They weren’t words he was particularly expecting to hear. They weren’t unwelcome by any means, but they still left a sour taste in his mouth. It wasn’t anything to be thanked for - not when it could have been avoided from the beginning. Still, when Baptiste thought of the words that had been said, of the look in the raider’s eye - he felt his stomach churn with anger.
Frowning, he focused his attention on the whiskey, taking a somewhat shaky sip while he let her appreciation hang in the air between them, not sure how to respond. Not sure if he should. Eventually, once he let out a wavering breath and blinked, he nodded in acknowledgement.
“You don– you are welcome,” he eventually murmured, still uncertain of how to respond. Baptiste could tell from how she angled her face that she was wanting him to look at her, and for a moment he couldn’t. After another swallow of whiskey, he managed to meet her eyes, briefly at first, before finally settling on them.
“I don’t try to make a habit of that kind of behavior,” he explained, wanting to make it clear that he wasn’t entirely pleased with his actions. The Boomer gritted his teeth, looking away from Casey and closing his eyes for a moment, clenching his jaw while he tried to remain calm.
“But the things that were said… they were not things to be taken lightly and I let them get to my head more than I should have.”
The anger he felt, she assumed, was the sort of blinding, white-hot anger she could relate to. The same sort of anger that made you remove people and then left you wondering if it had been necessary. Seeing Baptiste like this caused her to frown with sympathy, and she listened intent to what he was saying. “I know I’m probably just talking out of my ass right now, but you don’t have to justify anything for me. I won’t judge you,” she told him calmly, in a soft and quiet voice, then added “I’ve done a lot worse for a whole lot less.”
Her previous comment about how he was hot when he was angry was clearly not the best way to try and lighten the mood, and it left Casey feeling like she had stepped in a piece of dog shit.

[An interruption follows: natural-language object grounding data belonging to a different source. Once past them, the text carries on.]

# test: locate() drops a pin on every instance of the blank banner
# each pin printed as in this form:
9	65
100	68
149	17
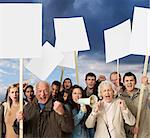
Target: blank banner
117	41
20	30
140	38
44	66
71	34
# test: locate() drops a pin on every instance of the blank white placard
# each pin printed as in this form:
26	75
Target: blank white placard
117	41
71	34
20	30
140	38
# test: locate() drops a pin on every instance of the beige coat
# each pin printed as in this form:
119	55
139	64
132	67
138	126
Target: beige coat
120	116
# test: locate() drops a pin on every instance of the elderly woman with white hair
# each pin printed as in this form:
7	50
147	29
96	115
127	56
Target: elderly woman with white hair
109	113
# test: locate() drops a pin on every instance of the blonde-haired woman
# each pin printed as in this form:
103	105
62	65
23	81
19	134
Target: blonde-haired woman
11	107
109	113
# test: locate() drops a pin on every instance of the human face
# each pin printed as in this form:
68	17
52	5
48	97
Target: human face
90	82
14	94
42	92
129	83
76	94
65	96
54	89
107	93
67	84
114	79
29	93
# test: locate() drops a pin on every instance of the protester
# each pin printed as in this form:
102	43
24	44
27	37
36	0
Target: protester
29	93
131	96
116	80
11	107
90	80
67	84
109	114
79	113
43	118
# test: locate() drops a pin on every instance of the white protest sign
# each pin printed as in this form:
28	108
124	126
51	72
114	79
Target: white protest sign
117	41
43	67
20	30
71	34
140	37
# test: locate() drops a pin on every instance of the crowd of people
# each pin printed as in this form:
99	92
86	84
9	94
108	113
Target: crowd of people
54	111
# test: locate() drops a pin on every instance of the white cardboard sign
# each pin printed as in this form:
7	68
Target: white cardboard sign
20	30
117	41
71	34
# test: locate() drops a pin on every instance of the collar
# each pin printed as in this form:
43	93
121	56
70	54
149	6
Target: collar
133	94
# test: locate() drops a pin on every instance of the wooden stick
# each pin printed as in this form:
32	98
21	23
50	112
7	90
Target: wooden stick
76	64
141	94
118	71
21	97
62	74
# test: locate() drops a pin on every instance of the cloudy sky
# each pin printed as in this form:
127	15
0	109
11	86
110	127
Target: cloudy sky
98	15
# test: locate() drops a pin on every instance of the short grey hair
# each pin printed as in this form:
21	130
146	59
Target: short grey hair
106	83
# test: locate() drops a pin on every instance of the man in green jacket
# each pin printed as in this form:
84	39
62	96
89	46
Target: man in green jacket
43	118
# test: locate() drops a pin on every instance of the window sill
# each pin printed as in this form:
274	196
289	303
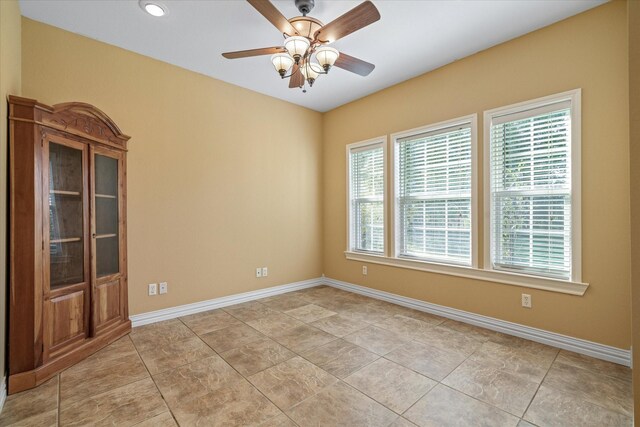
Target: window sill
547	284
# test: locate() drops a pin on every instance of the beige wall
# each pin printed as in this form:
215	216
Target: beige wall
215	186
10	77
588	51
634	144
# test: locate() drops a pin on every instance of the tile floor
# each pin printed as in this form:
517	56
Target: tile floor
325	357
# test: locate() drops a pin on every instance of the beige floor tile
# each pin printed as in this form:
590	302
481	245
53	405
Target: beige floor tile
443	406
395	386
447	339
280	421
526	345
209	321
475	332
432	319
196	379
553	408
248	311
159	334
97	375
274	323
232	337
341	405
595	365
530	366
175	354
366	313
239	404
310	313
126	406
431	361
292	381
163	420
340	358
30	403
302	338
377	340
405	326
609	392
257	356
284	302
402	422
339	325
507	391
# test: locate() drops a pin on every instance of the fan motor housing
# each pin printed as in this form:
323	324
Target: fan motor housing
305	6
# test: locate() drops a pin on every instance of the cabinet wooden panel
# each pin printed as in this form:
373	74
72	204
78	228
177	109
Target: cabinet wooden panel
68	265
64	319
107	304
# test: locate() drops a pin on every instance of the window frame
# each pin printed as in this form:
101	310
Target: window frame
574	98
394	230
373	143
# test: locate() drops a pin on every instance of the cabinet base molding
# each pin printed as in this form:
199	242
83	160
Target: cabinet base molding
30	379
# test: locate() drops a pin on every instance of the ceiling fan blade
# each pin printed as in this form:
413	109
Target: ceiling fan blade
273	15
357	18
253	52
354	65
297	79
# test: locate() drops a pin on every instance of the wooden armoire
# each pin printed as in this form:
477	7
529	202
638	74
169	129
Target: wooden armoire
68	247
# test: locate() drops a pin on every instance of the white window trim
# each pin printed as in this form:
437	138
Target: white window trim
378	141
574	96
472	121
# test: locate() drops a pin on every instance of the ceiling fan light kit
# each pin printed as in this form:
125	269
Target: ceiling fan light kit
306	39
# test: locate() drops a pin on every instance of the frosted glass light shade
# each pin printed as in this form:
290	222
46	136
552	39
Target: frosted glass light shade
327	56
310	71
296	46
282	62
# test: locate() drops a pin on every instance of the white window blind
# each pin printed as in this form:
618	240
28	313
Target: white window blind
433	199
530	186
366	166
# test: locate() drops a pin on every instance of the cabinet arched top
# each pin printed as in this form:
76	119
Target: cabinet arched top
77	118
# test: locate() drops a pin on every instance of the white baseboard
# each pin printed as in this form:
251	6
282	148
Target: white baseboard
197	307
3	392
589	348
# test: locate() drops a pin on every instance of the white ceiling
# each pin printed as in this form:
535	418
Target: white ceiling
411	38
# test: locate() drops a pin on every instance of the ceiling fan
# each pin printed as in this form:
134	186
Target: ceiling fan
305	53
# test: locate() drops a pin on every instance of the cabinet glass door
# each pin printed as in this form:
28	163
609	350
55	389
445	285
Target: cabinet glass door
66	215
107	221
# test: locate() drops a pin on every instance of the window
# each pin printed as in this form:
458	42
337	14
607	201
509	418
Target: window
433	198
533	188
366	196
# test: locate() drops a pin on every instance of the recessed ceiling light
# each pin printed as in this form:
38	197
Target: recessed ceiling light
153	8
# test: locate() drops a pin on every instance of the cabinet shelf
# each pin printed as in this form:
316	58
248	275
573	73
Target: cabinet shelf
71	239
65	193
103	236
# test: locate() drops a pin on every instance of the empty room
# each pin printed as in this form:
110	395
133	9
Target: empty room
319	213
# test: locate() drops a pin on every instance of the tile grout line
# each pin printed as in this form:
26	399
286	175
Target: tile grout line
539	385
153	380
232	367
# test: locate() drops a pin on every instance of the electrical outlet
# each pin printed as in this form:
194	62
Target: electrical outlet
164	287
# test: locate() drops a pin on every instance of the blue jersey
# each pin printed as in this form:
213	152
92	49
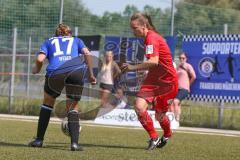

Judging by the look on Baptiste’s face this was something she should have taken more seriously.
Casey made eye contact with the Mr. Handy behind the bar before she reached across it to retrieve a clean rag and a bowl of tap water. “Let me see your hands,” she said and expectantly held out her own so he could lay his in them for inspection. She shifted on her stool, propping on of her legs on the foot rest of his stool, and laid one of his hands on her knee while she examined the other. She assumed from the lack of cuts and lacerations on his knuckles that he’d had something between his fists and the raider when they had gone toe to toe - or rather head to fist, if the amount of blood on his hands was anything to go by.
After inspecting both of his hands, Casey poured some of the water onto the rag and used it to wipe away the drying blood from Baptiste’s knuckles, occasionally dipping it back into the bowl to rinse it.